The Woman in Black: A Classic Ghost Story

February 6, 2012

The Woman in Black
Directed by James Watkins

In the new horror/thriller The Woman in Black, Arthur Kipps, a lawyer whose grief over his dead wife has put his career in jeopardy, is sent to a remote English village to sort out the affairs of a recently deceased woman. Upon his arrival, he learns that everyone in the town is keeping a deadly secret: the woman's house is haunted by a ghost-the titular woman in black.

The Woman in Black shamelessly dips deep into the well of horror clichés, ladling on more fear and dread with each scene. The list is fairly comprehensive: creaking doors; spooky little girls in finery; candlelit faces; rocking chairs with unseen occupants; close-ups of creepy dolls; wall-scrawled scary message; the local, spooked oddball who turns out to be not so crazy; scary faces and handprints on windows; dark shadows moving in the background behind an unsuspecting hero; ghostly figures seen, then unseen a second later; and so on. 

While many of these are used to good effect, the film isn't above cheap scares: there's a few animals that jump or flutter out of the darkness-accompanied, of course, by a pounding, jumping score. (My rule of thumb is to give horror directors three such cheap-shock red herring freebies before I complain.)

The film's gothic setting and scenery serve the story nicely. The woman's house (situated somewhat strangely on a tiny island beyond a cold gray marsh) is ivy-covered and decrepit; the town is small, tight-knit, and superstitious. The era is relevant as well: Spiritualism and belief in ghosts was flourishing in England at the time, with Sir Arthur Conan Doyle (creator of Sherlock Holmes) publicly endorsing mediums and séances.

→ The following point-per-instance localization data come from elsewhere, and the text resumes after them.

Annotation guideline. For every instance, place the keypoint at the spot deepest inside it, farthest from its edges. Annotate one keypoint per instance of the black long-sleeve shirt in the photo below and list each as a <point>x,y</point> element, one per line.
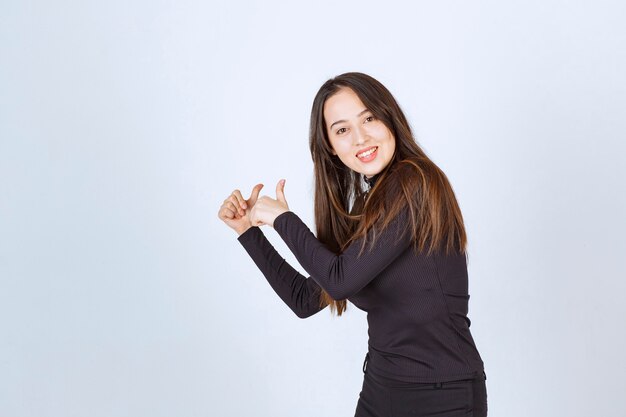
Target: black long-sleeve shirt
<point>416,304</point>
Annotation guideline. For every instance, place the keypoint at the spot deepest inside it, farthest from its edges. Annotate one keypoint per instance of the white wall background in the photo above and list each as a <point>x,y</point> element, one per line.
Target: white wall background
<point>124,125</point>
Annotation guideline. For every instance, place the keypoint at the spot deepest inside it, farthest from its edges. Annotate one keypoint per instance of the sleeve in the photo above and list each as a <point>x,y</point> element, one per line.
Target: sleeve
<point>299,293</point>
<point>346,274</point>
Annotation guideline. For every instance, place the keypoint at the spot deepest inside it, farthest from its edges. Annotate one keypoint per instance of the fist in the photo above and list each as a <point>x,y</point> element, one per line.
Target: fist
<point>267,209</point>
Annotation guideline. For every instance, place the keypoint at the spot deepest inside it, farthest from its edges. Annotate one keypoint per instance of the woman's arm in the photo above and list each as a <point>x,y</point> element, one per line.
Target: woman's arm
<point>299,293</point>
<point>346,274</point>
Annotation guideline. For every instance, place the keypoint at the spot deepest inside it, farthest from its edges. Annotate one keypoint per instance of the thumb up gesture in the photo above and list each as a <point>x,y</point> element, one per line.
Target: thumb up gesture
<point>267,209</point>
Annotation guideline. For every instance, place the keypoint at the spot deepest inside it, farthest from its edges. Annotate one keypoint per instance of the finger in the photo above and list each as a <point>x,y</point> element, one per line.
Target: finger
<point>235,202</point>
<point>280,191</point>
<point>240,199</point>
<point>255,194</point>
<point>227,213</point>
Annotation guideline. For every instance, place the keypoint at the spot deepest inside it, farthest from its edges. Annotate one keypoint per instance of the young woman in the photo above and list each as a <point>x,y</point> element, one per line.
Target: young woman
<point>390,238</point>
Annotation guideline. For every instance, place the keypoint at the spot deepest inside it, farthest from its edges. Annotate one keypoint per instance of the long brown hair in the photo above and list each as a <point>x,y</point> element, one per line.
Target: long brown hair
<point>344,208</point>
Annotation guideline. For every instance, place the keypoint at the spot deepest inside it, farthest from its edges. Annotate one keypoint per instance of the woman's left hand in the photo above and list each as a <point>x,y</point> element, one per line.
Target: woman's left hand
<point>266,209</point>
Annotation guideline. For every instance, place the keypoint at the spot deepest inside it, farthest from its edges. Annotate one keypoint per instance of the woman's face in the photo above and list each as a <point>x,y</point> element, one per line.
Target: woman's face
<point>362,143</point>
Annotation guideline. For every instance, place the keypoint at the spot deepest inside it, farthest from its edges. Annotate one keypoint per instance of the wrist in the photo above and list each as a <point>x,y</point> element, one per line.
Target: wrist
<point>241,230</point>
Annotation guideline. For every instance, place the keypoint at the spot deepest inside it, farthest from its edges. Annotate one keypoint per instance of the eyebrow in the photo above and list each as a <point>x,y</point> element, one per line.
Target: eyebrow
<point>341,121</point>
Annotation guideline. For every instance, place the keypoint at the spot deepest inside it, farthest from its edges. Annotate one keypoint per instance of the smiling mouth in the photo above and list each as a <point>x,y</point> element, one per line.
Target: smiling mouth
<point>367,153</point>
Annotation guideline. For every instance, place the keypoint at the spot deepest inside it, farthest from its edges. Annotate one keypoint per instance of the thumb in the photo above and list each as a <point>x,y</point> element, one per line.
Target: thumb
<point>255,194</point>
<point>280,191</point>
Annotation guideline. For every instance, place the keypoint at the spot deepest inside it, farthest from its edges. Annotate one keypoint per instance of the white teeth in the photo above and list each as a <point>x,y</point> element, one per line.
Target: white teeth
<point>368,153</point>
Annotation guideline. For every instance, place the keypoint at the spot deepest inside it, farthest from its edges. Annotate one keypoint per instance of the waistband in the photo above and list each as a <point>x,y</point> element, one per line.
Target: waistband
<point>482,376</point>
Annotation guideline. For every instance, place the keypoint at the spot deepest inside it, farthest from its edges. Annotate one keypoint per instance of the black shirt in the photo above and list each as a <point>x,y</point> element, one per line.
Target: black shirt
<point>416,304</point>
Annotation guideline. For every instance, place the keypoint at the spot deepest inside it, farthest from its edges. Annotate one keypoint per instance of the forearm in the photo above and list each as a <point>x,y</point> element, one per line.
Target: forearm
<point>343,275</point>
<point>299,293</point>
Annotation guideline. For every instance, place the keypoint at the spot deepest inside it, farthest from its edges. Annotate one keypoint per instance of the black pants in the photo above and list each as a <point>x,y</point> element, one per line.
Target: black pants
<point>383,397</point>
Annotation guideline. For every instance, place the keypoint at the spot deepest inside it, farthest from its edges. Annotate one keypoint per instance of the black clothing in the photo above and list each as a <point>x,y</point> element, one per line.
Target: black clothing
<point>383,397</point>
<point>416,304</point>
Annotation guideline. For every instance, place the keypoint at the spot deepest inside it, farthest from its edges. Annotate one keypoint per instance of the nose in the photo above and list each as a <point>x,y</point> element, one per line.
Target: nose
<point>360,136</point>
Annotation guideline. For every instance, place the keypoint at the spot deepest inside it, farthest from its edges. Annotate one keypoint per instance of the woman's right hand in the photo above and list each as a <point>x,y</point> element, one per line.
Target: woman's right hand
<point>235,211</point>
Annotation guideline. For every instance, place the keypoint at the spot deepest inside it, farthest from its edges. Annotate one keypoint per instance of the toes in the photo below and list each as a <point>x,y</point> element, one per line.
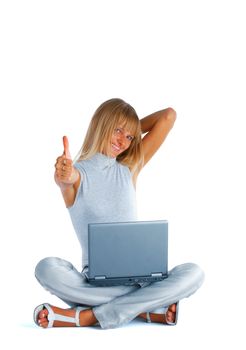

I appreciated the film's slow, deliberate pacing-this is a thriller horror film in the tradition of the classic Hammer Films, not today's quick-cut slasher flicks-though the many scenes of Kipps exploring the house and grounds gets repetitive. For an apprentice lawyer who desperately needs to prove himself to his employers, he spend an awful lot of time doing anything but what he's being paid to do. Instead of sorting through the dead woman's effects in search of relevant legal paperwork, he's wandering the house following weird noises and phantoms.

Daniel Radcliffe as Kipps looks a bit like a soulful Edgar Allan Poe in his black frock coat and pocket watch. The film is of course Radcliffe's first non-Harry Potter film, and he seems to be doing his best to play against type. He's a quite good actor in his own right, and well on his way to shedding Potter for good.

The script was adapted from a 1983 novel by Susan Hill, though the basic plot is ancient. From a folkloric point of view, the story is an interesting blend of ghost traditions from around the world, including the Irish legends of the banshee, a woman whose terrifying wail is a portent of death and doom. There's also elements of La Llorona, the Hispanic Weeping Woman who drowned her children and returned as a vengeful ghost. He's seen and heard calling and weeping for her babies, and is said to abduct and kill children.

Though The Woman in Black is good overall it falters a bit toward the end, as if the screenwriter wasn't sure how exactly to wrap it up into a satisfying conclusion. It doesn't give too much away to say that Kipps tries to figure out what the ghost wants so that her spirit can rest. This is of course classic ghostlore, and a scenario I have seen enacted during real-life ghost hunts by psychics and alleged ghost hunters. Given the rich source material The Woman in Black could have been better, but it's a respectable ghost story.